Abstract
Tristetraprolin (TTP) is a mRNA binding protein that binds to adenylate-uridylate-rich elements within the 3′ untranslated regions of certain transcripts, such as tumor necrosis factor (Tnf) mRNA, and increases their rate of decay. Modulation of TTP expression is implicated in inflammation; however, its role in acute lung inflammation remains unknown. Accordingly, we tested the role of TTP in lipopolysaccharide (LPS)-induced acute lung injury (ALI) in mice.
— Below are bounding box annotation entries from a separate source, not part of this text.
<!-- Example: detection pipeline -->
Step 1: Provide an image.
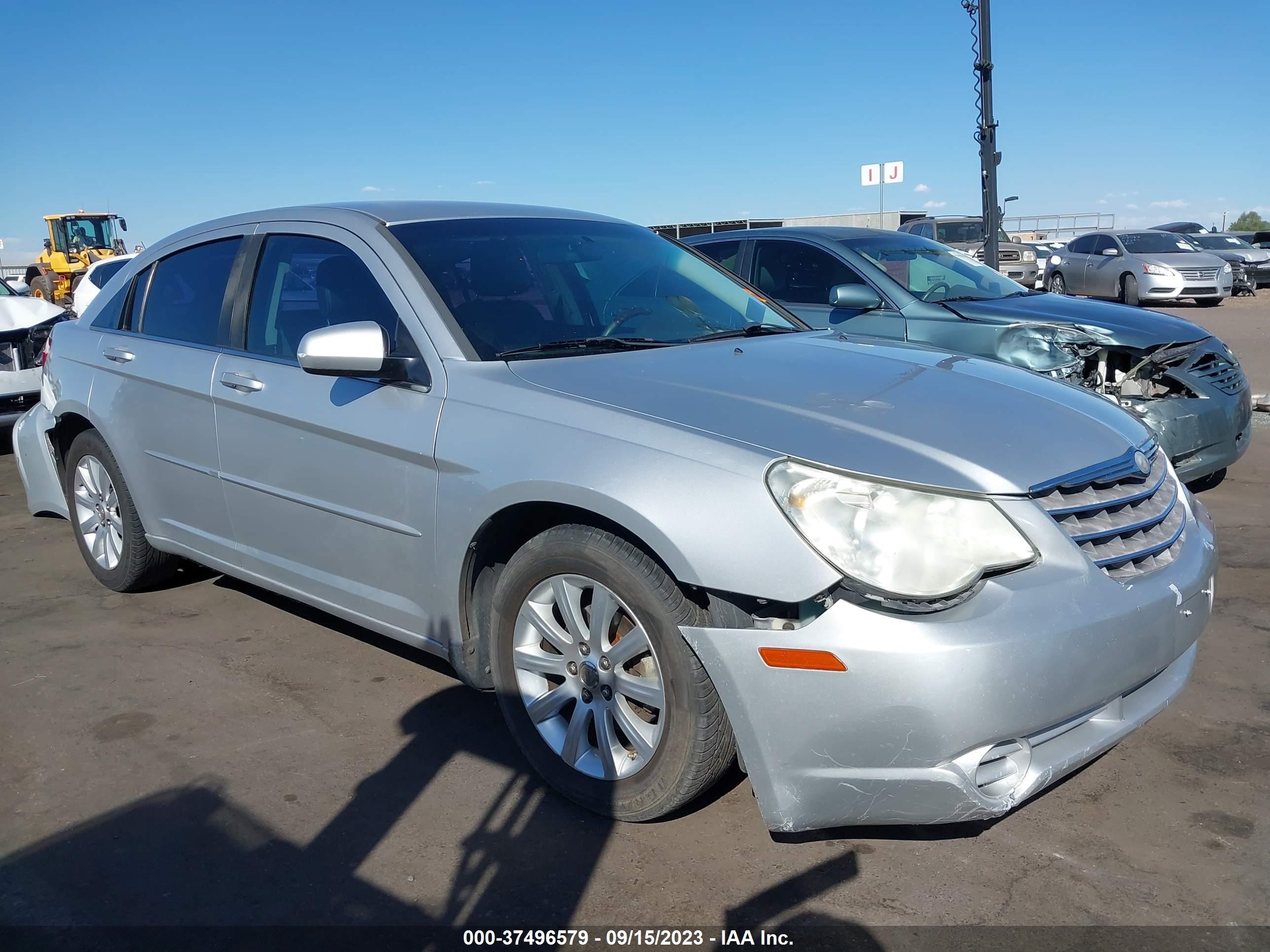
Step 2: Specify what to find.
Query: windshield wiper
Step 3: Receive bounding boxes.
[495,338,674,361]
[684,324,798,344]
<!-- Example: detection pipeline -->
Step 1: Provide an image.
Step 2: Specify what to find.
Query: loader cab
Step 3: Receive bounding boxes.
[48,214,127,254]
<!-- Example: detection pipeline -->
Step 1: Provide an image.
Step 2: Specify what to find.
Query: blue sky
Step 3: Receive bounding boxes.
[0,0,1270,264]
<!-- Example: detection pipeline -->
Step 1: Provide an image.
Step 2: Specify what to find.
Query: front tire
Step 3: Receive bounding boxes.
[27,274,56,304]
[65,430,178,591]
[490,525,736,821]
[1120,274,1140,307]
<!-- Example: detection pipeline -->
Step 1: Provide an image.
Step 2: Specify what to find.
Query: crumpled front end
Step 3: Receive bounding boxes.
[683,490,1217,831]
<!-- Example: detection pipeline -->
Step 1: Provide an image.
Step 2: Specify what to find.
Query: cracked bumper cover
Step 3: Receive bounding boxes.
[683,494,1217,831]
[1137,381,1252,482]
[13,404,70,519]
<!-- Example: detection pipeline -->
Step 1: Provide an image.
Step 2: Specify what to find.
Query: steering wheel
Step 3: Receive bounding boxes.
[922,280,952,301]
[600,307,653,338]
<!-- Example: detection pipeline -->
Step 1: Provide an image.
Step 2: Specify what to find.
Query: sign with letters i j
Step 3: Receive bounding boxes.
[860,163,904,185]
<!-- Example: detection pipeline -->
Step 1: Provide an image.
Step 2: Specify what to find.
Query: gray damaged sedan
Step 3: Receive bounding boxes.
[686,227,1252,491]
[14,203,1217,830]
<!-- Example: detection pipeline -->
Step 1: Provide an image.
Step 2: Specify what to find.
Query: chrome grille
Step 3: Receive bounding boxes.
[1031,441,1186,579]
[1188,350,1248,394]
[1173,268,1217,280]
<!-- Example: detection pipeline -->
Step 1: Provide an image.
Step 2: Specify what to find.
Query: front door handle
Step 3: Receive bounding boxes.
[221,371,264,394]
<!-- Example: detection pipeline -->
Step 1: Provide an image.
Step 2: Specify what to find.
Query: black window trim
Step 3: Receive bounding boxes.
[749,235,900,313]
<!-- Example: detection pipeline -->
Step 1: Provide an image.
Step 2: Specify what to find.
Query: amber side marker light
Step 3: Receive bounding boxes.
[758,647,847,672]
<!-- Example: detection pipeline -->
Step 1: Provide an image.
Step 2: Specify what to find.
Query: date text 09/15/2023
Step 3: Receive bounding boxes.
[463,929,794,947]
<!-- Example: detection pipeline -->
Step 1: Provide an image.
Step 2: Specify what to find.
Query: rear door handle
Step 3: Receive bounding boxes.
[221,371,264,394]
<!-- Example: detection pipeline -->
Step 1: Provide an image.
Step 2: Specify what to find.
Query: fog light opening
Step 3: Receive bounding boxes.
[974,738,1031,797]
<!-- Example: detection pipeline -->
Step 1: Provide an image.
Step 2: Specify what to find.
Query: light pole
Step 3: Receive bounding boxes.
[961,0,1001,269]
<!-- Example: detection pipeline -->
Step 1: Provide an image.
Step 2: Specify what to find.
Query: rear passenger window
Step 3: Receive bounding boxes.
[133,238,243,345]
[697,241,741,274]
[247,235,409,361]
[119,265,155,330]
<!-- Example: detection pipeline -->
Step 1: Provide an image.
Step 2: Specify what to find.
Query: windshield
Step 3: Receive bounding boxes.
[390,218,805,361]
[935,221,1010,245]
[1118,231,1199,255]
[1189,235,1252,251]
[60,216,114,250]
[842,232,1027,302]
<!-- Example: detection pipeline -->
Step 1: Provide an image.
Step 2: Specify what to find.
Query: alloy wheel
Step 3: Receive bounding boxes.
[512,575,667,781]
[71,456,123,571]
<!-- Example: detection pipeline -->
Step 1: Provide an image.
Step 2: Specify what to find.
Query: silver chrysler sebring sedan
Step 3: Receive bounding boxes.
[14,202,1217,830]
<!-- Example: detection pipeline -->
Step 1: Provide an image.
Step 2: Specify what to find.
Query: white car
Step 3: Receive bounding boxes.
[0,280,70,425]
[72,254,137,313]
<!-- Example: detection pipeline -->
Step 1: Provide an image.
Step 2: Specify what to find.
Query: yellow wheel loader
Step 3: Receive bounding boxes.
[27,208,128,305]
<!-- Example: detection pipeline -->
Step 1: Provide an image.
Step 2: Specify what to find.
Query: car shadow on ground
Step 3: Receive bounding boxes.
[0,579,882,951]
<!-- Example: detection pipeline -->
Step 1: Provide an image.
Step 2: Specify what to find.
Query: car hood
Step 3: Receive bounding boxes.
[948,293,1209,350]
[0,296,65,334]
[508,333,1148,494]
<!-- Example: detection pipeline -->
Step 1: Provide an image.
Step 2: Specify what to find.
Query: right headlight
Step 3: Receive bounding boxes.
[767,460,1036,599]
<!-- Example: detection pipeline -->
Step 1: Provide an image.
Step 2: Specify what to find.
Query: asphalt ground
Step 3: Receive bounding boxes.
[0,292,1270,948]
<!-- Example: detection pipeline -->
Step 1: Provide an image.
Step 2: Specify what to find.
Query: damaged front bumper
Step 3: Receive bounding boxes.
[683,499,1217,831]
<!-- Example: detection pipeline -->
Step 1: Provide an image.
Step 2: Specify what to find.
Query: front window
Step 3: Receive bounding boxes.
[57,216,114,251]
[1119,231,1199,255]
[391,218,804,361]
[842,231,1030,302]
[1190,235,1252,251]
[935,221,1010,245]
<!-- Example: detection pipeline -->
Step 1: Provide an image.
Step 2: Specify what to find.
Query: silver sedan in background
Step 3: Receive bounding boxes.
[1045,230,1233,306]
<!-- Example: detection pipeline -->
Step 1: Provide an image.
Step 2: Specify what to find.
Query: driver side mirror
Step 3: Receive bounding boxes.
[829,284,882,311]
[296,321,432,386]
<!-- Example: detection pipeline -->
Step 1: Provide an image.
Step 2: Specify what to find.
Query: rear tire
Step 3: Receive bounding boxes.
[65,430,180,591]
[490,525,736,821]
[1120,274,1142,307]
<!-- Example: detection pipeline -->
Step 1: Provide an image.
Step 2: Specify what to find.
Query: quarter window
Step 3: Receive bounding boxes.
[754,241,865,306]
[697,241,741,274]
[133,238,243,345]
[247,235,409,361]
[93,282,128,330]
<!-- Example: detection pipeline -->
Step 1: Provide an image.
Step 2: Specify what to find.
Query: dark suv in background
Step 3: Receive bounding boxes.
[899,216,1038,288]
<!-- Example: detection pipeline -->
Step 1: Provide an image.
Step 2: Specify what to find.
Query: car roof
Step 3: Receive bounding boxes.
[679,225,904,245]
[146,201,630,257]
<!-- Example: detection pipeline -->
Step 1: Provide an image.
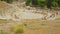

LPS-challenged TTP-knockout (TTPKO) mice, as well as myeloid cell-specific TTP-deficient (TTPmyeKO) mice, exhibited significant increases in lung injury, although these responses were more robust in the TTPKO. Mice with systemic overexpression of TTP (TTPΔARE) were protected from ALI, as indicated by significantly reduced neutrophilic infiltration, reduced levels of neutrophil chemoattractants, and histological parameters of ALI. Interestingly, while irradiated wild-type (WT) mice reconstituted with TTPKO hematopoietic progenitor cells (HPCs) showed exaggerated ALI, their reconstitution with the TTPΔARE HPCs mitigated ALI. The reconstitution of irradiated TTPΔARE mice with HPCs from either WT or TTPΔARE donors conferred significant protection against ALI. In contrast, irradiated TTPΔARE mice reconstituted with TTPKO HPCs had exaggerated ALI, but the response was milder as compared to WT recipients that received TTPKO HPCs. Finally, the reconstitution of irradiated TTPKO recipient mice with TTPΔARE HPCs did not confer any protection to the TTPKO mice. These data together suggest that non-HPCs-specific overexpression of TTP within the lungs protects against ALI via downregulation of neutrophil chemoattractants and reduction in neutrophilic infiltration.
Highlights
Acute lung injury (ALI) and its severe form, acute respiratory distress syndrome (ARDS), are serious health concerns due to a high rate of mortality [1]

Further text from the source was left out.